2/01/2012

Calma en la ciudad



Salir a la calle es como salir a la selva. Ya lo dijo Héctor Lavoe. En la naturaleza el mundo es una carrera de cien metros planos y quien no se apura termina por ser pasto de ciertos jugos gástricos. Salir a la calle es entrar a una Caja de Pandora.
Días atrás, en plena selva de cemento, el rostro agresivo de la cotidianidad se me puso enfrente justo cuando tomé un taxi. Pegada a la guantera la calcomanía de un fortachón gritaba con furia: ¡Pague primero y hable después! Pagué, claro, y luego anduve mudo hasta llegar a mi destino.
Otro tanto me ocurrió en el por puesto, un Malibú oxidado que me puso de patitas en Upata. La agresividad cambió a manoseo léxico, a morronga de palabras entremezclados con ganas de reír: "Soy viejito pero subo y bajo", decía la pegatina en la puerta del chofer. Y a un lado del volante, en el tablero: "La virginidad enferma gravemente, vacúnate". De entre los carros de alquiler, las perreras y busetas, el mundo de la poesía en ocasiones queda a pocos pasos. Ahí descubrí a Diomedes Díaz, poeta mayor, al edulcorado Arjona, poeta a ratos, y al vanguardista reggaeton. Nada, por supuesto, como "Una cerveza la trajo a mí", de ese filósofo de la Modernidad que resultó ser Pastor López, para darse cuenta de una buena vez que la vida es un racimo de flores y que Horacio, el latino, tenía toda la razón: hay que colgársele hasta del último segundo, hay que aprovechar el día y dejarlo exhausto.
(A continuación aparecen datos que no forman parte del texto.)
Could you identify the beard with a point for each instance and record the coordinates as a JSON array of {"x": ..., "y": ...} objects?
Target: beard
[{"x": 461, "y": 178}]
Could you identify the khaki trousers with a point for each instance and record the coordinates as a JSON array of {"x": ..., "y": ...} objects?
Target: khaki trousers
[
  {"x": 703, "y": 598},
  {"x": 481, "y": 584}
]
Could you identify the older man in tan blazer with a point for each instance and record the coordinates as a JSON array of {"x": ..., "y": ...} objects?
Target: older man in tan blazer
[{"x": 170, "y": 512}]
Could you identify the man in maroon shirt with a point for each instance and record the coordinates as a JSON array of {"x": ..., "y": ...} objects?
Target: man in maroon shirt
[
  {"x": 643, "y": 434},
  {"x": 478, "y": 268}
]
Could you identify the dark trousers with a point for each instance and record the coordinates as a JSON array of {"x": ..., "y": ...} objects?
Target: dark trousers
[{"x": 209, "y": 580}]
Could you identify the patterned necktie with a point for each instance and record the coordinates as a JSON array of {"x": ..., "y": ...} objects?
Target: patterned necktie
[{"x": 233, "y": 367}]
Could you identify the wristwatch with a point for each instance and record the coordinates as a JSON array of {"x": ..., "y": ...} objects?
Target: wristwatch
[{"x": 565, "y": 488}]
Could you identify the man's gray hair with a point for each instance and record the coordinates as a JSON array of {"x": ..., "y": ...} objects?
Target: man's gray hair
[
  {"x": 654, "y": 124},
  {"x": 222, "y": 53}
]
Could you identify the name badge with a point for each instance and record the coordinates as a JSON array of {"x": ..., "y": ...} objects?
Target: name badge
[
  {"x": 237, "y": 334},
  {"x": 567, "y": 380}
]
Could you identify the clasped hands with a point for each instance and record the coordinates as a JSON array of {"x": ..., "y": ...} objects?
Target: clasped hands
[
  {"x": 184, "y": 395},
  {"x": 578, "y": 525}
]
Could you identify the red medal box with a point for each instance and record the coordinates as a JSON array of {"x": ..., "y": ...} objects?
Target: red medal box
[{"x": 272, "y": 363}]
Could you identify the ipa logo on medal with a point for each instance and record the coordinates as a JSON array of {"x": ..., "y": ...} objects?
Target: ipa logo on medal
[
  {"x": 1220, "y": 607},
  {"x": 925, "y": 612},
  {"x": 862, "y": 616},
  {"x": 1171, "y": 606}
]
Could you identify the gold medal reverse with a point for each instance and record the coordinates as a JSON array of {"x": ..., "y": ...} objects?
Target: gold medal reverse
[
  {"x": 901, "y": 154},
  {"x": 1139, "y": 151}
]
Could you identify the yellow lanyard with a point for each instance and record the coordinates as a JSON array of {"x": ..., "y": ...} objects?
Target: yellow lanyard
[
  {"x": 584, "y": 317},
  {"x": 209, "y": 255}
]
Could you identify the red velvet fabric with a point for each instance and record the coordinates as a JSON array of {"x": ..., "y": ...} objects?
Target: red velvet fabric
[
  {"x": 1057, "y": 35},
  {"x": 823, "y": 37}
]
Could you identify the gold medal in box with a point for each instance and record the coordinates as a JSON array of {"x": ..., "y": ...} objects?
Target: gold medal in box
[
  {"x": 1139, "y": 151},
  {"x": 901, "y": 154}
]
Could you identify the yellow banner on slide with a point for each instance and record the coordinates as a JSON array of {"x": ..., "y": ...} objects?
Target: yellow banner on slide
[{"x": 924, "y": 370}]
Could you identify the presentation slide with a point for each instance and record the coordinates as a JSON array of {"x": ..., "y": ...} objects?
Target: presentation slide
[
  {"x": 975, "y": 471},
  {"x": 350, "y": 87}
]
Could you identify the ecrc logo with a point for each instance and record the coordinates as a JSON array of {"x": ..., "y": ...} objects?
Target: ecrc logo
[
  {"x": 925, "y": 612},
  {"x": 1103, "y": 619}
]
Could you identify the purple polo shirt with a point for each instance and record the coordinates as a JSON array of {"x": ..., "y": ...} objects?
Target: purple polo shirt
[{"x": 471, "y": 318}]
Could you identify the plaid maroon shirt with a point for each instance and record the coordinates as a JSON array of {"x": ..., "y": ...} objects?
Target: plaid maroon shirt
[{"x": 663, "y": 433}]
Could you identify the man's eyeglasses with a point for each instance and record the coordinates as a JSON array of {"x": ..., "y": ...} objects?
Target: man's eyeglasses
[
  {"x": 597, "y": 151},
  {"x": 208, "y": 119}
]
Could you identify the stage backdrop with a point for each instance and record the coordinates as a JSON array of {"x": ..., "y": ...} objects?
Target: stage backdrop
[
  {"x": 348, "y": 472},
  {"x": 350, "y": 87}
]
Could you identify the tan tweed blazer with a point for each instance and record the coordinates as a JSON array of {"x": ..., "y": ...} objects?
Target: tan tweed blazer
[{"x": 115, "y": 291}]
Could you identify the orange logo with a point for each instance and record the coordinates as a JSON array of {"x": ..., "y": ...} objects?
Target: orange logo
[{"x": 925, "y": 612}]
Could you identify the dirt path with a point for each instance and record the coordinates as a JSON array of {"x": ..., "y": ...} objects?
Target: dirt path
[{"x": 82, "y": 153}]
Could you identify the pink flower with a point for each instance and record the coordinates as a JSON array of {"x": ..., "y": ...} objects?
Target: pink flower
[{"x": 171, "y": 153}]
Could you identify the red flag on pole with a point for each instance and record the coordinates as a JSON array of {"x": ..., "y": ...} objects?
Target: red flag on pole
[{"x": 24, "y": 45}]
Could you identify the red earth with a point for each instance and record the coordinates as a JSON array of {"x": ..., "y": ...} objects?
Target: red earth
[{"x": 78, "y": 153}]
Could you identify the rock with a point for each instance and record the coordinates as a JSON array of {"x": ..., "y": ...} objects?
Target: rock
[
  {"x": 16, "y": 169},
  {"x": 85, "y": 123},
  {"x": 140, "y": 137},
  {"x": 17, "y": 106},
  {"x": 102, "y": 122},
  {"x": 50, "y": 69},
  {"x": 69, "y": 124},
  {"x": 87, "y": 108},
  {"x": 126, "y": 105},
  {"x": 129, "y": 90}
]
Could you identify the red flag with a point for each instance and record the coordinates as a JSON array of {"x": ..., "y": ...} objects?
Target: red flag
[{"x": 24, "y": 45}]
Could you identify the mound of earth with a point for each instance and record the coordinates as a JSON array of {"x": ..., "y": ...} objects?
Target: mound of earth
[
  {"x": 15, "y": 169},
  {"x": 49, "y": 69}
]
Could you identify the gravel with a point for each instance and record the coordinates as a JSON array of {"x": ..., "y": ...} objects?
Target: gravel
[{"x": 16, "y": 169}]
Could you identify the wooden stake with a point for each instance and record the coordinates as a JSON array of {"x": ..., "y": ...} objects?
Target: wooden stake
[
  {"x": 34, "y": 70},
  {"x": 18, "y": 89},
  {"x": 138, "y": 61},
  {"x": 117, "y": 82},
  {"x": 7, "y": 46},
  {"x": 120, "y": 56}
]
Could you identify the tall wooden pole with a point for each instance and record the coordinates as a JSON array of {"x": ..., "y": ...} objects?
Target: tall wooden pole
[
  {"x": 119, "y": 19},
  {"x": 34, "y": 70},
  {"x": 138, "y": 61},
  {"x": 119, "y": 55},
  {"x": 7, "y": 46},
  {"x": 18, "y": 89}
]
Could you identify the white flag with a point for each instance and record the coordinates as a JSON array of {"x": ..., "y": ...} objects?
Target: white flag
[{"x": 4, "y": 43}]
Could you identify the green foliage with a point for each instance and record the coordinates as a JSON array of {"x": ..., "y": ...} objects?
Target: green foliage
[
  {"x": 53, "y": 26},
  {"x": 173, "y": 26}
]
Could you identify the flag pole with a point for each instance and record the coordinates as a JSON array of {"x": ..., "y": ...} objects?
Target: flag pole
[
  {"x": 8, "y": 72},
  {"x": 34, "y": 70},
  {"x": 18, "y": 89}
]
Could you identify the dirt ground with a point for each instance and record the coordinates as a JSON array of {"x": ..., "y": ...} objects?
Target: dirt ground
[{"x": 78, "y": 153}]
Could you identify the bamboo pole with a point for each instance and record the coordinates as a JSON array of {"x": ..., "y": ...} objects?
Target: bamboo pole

A veces me da por usar el transporte público a manera de escudo defensor. Subo a la unidad y ese universo, que es un agujero negro en plena calle, te traga por completo. Es una práctica que llevo a cabo cuando voy a Upata los fines de semana o en los días de vacaciones. Entenderá usted que jamás lo hago en Puerto Ordaz, sencillamente porque una perrera (pregúntele al alcalde) resta demasiado a la mística experiencia que me he atrevido a exponer en estas líneas.
Una buseta es el receptáculo de las pasiones amorosas, de los odios reprimidos o los sueños incumplidos. Recuerdo aquella maravilla que cubría la ruta Centro-Bicentenario, allá en mi pueblo, en la que no más ponías el pie adentro y te sentabas, una mujer de tetas como el Himalaya invitaba a no ensuciar el bus, que era de todos. O aquella otra, amarilla y negra, cuya modestia sólo arrojaba la frase que rezaba "El papi de todas las mamis, móntate pa' que aprendas". Todo un dechado de frescura, de sabiduría por poquísimas monedas.
Ni el lexotanil, ni la valeriana, ni la manzanilla. El Prozac ni en broma. Subo a una buseta y la calma se apodera de mi espíritu. Las de Upata, que son las mejores, cumplen al dedillo su doble función de traslado y de sosiego, con el añadido, claro está, de que ahorran en gastos de diván y demás hierbas. Les estoy completamente agradecido.